Consequently, the differences between Sociology and Natural Science can be highlighted as follows, as suggested by Giddens (1976: 146):
1.         Sociology uses the inductive conclusion with more tact, greater laterality of vision and thinking, as well as the acknowledgment of precursors, unlike natural science which relies entirely on narrowly defined reason
2.         Unlike natural science, Sociology “stands in a subject-subject relation to its ‘field of study,’not a subject-object relation”
3.         Sociology, adopting ethnomethodology’s stance, strives to understand and interpret a world that is already “pre-interpreted… by active subjects … [whose pre-interpretations feature materially in the] …the actual constitution or production of that world”]
4.         Social theory construction, like the general apprehension of social reality “involves a double hermeneutic”[9] – which is not seen in other disciplines (Giddens, 1976: 146).

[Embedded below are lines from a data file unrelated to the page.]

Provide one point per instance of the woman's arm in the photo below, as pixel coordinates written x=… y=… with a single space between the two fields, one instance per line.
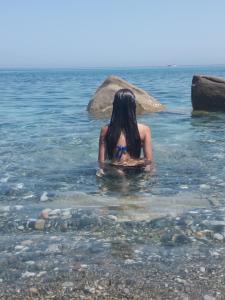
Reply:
x=147 y=145
x=102 y=147
x=147 y=148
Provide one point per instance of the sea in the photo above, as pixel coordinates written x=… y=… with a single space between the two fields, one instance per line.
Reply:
x=51 y=201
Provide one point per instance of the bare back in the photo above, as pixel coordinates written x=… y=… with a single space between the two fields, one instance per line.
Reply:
x=125 y=158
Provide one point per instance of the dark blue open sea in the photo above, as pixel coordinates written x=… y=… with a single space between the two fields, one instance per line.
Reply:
x=49 y=193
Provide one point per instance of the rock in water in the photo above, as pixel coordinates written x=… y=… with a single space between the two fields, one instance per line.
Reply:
x=208 y=93
x=102 y=101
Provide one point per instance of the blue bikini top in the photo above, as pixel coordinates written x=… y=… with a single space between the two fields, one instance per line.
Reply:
x=120 y=150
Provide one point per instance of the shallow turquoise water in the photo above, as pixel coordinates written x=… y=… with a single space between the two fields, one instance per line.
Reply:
x=56 y=215
x=48 y=142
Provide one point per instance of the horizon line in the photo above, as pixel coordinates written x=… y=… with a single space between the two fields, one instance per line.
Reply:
x=112 y=67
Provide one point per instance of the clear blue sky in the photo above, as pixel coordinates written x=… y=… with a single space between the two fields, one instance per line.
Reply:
x=100 y=33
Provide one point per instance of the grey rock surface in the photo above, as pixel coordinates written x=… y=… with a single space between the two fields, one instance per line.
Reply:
x=101 y=103
x=208 y=93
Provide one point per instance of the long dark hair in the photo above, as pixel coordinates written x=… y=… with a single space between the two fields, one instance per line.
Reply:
x=123 y=119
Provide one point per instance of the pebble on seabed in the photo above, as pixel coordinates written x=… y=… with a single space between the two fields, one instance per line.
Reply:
x=44 y=197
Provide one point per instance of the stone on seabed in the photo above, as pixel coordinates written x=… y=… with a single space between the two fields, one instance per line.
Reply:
x=102 y=101
x=39 y=224
x=208 y=93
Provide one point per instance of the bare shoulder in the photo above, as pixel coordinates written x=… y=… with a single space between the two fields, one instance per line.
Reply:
x=143 y=128
x=104 y=130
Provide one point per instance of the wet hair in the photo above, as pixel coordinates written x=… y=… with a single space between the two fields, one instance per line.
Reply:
x=123 y=119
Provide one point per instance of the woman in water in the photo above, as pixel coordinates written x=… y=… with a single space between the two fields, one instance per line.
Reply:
x=121 y=141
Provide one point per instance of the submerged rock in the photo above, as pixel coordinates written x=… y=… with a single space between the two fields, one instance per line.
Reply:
x=102 y=101
x=208 y=93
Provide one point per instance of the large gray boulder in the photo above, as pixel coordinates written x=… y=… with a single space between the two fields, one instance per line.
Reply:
x=208 y=93
x=101 y=103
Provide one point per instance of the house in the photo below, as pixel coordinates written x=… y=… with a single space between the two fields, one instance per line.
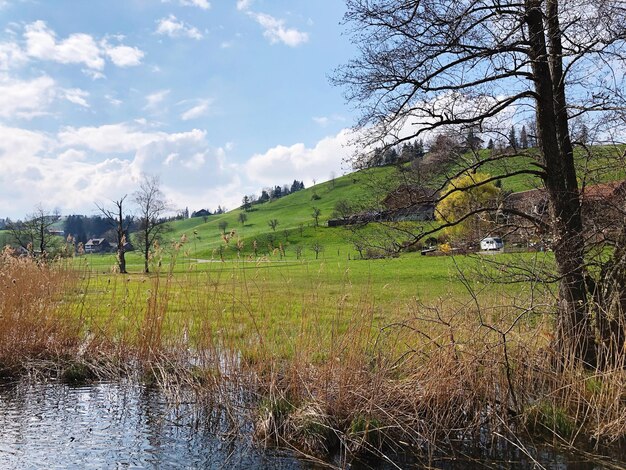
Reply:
x=96 y=245
x=603 y=208
x=491 y=243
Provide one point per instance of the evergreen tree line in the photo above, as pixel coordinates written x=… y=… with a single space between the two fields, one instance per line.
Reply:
x=407 y=152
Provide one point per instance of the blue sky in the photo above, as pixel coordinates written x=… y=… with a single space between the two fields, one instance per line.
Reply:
x=218 y=97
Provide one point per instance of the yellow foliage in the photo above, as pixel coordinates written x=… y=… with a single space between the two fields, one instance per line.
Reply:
x=466 y=193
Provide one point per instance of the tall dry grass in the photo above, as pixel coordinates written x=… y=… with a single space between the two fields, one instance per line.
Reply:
x=33 y=325
x=429 y=378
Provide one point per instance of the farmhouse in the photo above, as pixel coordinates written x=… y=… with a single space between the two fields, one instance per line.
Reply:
x=603 y=207
x=410 y=202
x=96 y=245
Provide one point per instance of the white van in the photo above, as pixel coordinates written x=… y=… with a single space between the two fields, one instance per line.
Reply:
x=491 y=243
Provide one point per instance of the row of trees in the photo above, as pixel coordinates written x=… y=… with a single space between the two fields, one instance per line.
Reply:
x=116 y=222
x=391 y=155
x=269 y=194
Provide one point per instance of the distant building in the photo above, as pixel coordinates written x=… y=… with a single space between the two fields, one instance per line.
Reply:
x=97 y=245
x=491 y=243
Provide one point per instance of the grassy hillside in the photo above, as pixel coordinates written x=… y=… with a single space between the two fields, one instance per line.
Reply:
x=296 y=235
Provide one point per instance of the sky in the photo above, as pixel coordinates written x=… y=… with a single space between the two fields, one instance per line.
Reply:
x=219 y=98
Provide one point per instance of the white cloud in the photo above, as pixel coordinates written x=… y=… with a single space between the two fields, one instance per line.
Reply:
x=26 y=99
x=324 y=121
x=197 y=111
x=124 y=56
x=77 y=48
x=109 y=138
x=282 y=163
x=72 y=155
x=276 y=31
x=11 y=56
x=203 y=4
x=113 y=100
x=172 y=27
x=155 y=99
x=72 y=169
x=244 y=5
x=77 y=96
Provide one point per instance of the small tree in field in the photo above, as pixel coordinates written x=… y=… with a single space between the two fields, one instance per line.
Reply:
x=120 y=224
x=151 y=210
x=222 y=225
x=462 y=212
x=316 y=215
x=33 y=233
x=242 y=218
x=317 y=248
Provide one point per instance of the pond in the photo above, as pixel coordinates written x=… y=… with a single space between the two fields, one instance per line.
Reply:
x=121 y=425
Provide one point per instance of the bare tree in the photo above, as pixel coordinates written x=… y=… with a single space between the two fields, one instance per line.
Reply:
x=33 y=233
x=317 y=247
x=316 y=215
x=222 y=225
x=151 y=209
x=242 y=218
x=426 y=65
x=120 y=224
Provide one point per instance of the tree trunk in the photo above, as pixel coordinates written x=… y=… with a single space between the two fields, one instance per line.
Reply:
x=574 y=338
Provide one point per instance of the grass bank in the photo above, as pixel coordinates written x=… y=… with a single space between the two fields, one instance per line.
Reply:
x=364 y=356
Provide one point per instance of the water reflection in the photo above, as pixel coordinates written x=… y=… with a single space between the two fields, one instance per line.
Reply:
x=114 y=426
x=129 y=426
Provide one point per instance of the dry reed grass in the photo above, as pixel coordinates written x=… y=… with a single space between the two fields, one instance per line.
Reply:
x=445 y=374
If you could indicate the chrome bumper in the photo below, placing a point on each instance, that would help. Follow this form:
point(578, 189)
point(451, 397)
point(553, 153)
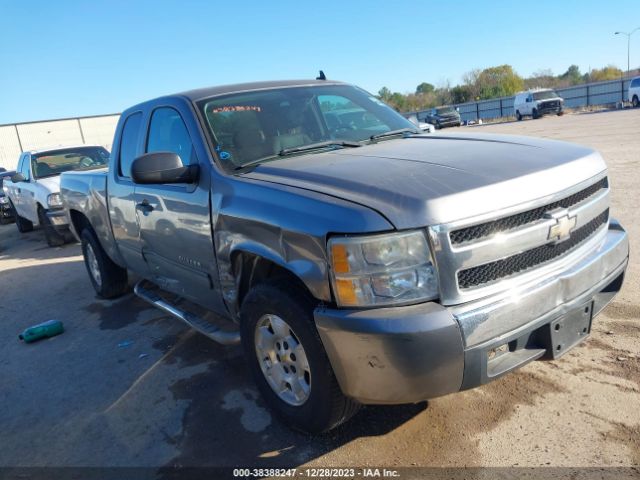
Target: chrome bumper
point(409, 354)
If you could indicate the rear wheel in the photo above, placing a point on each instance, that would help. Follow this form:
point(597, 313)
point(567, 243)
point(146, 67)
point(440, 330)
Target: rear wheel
point(23, 225)
point(287, 359)
point(108, 279)
point(53, 237)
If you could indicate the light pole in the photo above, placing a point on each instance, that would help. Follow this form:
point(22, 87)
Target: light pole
point(628, 34)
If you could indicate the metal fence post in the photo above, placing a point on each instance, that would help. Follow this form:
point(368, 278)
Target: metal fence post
point(81, 132)
point(18, 137)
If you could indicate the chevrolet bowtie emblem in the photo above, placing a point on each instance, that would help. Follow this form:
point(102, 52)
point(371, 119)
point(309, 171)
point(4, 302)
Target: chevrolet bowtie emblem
point(564, 224)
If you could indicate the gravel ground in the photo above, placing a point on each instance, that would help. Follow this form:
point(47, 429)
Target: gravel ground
point(172, 397)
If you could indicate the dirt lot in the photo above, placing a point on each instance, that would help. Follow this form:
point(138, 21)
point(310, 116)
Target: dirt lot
point(127, 386)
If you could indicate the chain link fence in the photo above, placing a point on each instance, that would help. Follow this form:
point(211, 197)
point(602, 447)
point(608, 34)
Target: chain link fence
point(19, 137)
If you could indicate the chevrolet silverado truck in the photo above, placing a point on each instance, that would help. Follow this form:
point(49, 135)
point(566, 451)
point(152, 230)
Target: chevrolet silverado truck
point(360, 263)
point(34, 190)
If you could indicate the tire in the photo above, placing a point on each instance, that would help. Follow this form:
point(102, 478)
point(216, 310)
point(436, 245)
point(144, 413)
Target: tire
point(54, 238)
point(109, 280)
point(22, 223)
point(321, 404)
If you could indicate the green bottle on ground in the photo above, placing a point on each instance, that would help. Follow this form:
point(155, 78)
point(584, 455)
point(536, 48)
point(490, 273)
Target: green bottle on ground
point(47, 329)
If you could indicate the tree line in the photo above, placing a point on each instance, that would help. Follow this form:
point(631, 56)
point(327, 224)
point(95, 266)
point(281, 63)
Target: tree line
point(493, 82)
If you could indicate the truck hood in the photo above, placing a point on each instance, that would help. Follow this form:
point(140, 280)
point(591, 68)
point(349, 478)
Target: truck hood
point(432, 179)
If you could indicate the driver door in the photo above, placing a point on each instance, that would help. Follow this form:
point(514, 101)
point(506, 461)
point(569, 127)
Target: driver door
point(175, 221)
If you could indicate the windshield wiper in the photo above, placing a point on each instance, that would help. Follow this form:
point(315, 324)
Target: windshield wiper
point(315, 146)
point(394, 133)
point(290, 151)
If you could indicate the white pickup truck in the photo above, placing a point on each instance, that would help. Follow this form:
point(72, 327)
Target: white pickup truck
point(34, 190)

5.         Sociological generalizations are by definition more nuanced and at great variance with the laws of natural science.

[4] Annette T. Rottenberg (1994) Elements of Argument: A Text and Reader. Fourth Edition. Boston: Bedford Books of St. Martin’s Press.
[5] This sounds like a tautology!
[6] Anthony Giddens. 1976. New Rules of Sociological Method: A Positive Critique of Interpretative Sociologies. London: Hutchinson.
[7] For a detailed discussion of the differences between science and religion/magic see Horton, Robert and Ruth Finnegan. 1973. Modes of Thought. London: Faber.
[8] The two camps have been likewise labeled by Giddens as: The Rationality of Science v. the Rationality of Common Sense
[9] Double Hermeneutic = Double Interpretation. In Double Interpretation, the Observer interprets the words/behavior/actions of the Observed/Respondent, who likewise interprets the Observer’s “seduction” [MY] – and so on.